Monsieur le président, monsieur le ministre, mes chers collègues, l'énergie cristallise par nature toutes les tensions, toutes les oppositions. Nous en avons eu une éclatante démonstration lors de trois semaines de débats passionnés devant l'Assemblée nationale.
On peut dire en effet que, dans l'énergie, toutes les caractéristiques s'opposent constamment entre elles, qu'il s'agisse du court terme et du long terme, de la sécurité d'approvisionnement et de l'efficacité énergétique, des réseaux interconnectés et des énergies décentralisées, et, bien sûr, des modèles économiques eux-mêmes.
Les conditions d'accès à la ressource gaz, dont il est question aujourd'hui, ne peuvent échapper à cette dialectique. Pour autant, je me garderai de céder à facilité des oppositions, et ce pour deux raisons.

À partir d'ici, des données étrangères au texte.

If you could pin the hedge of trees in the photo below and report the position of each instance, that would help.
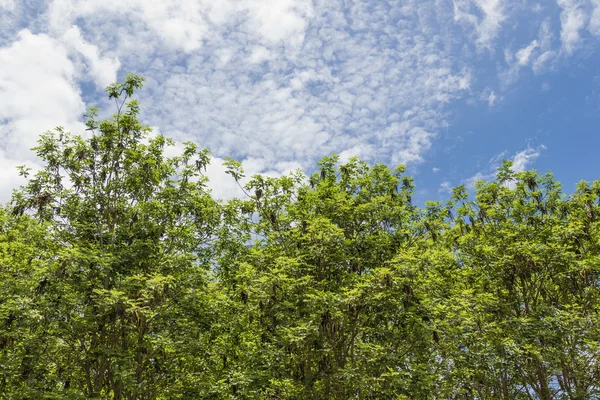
(122, 277)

Tout d'abord, ce projet de loi s'inscrit dans un cadre juridique, construit patiemment, par étapes, dont l'objet a toujours été de garantir une ouverture maîtrisée du marché. Ce travail, auquel a participé de manière déterminante notre rapporteur, Ladislas Poniatowski, ne peut être passé sous silence.
Ensuite, pour avoir étudié plusieurs marchés énergétiques étrangers, je puis affirmer qu'il est fallacieux de faire croire à l'existence d'un modèle optimal d'organisation pour résoudre des questions aussi essentielles que celles qui sont relatives à la volatilité des prix ou aux besoins de capacité. Le dire me semble être un préalable nécessaire à un débat serein sur ce texte.

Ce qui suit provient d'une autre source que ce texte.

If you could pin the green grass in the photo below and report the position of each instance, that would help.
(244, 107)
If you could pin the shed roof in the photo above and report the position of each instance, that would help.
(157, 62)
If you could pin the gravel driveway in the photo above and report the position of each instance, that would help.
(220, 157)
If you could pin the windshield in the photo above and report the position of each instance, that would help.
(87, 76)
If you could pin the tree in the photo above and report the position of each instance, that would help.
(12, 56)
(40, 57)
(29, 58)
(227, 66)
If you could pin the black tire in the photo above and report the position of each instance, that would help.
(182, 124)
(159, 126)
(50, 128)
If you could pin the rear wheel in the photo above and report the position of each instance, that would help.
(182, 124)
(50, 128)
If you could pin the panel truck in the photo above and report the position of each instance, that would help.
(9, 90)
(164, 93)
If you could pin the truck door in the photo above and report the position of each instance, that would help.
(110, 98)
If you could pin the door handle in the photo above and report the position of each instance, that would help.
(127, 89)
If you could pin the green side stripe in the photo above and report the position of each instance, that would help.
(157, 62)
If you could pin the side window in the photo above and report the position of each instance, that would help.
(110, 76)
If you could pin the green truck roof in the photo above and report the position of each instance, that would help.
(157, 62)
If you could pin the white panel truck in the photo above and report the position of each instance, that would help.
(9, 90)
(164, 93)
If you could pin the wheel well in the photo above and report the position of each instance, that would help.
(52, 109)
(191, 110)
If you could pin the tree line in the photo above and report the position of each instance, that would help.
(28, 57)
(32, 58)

Que nous est-il demandé aujourd'hui ?
En premier lieu, il s'agit d'achever la transposition en droit interne des règles communautaires présidant à l'ouverture des marchés européens. Ce volet porte sur l'application de directives européennes de 2003 sur l'électricité et le gaz, qui imposent la séparation juridique des gestionnaires de réseaux de distribution et la possibilité, pour tout consommateur qui le souhaite, de faire appel au fournisseur de son choix à partir du 1er juillet 2007.
En second lieu, il s'agit de nous prononcer sur un projet industriel, visant à rendre possible la fusion de Gaz de France et de Suez.

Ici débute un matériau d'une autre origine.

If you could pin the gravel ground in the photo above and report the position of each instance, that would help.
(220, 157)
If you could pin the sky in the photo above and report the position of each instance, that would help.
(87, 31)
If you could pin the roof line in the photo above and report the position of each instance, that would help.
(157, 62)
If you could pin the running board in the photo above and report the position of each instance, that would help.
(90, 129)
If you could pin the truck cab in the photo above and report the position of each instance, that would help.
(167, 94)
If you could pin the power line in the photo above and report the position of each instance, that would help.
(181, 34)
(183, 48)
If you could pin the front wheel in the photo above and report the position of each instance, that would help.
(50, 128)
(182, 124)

Ces deux sujets appellent de ma part quelques observations.
En ce qui concerne l'ouverture du marché en 2007, la teneur du texte adopté en première lecture par l'Assemblée nationale témoigne d'une volonté largement partagée de prévoir des garde-fous, afin d'éviter d'exposer brutalement le consommateur à des risques de marchés d'autant plus élevés que les marchés concernés, ceux de l'électricité et du gaz, sont encore loin de remplir les conditions de bonne concurrence requises pour que le consommateur soit gagnant.
Ces garde-fous relèvent de plusieurs niveaux de mise en oeuvre, mais l'un des plus pertinents, parce que directement opérationnel, est le niveau local.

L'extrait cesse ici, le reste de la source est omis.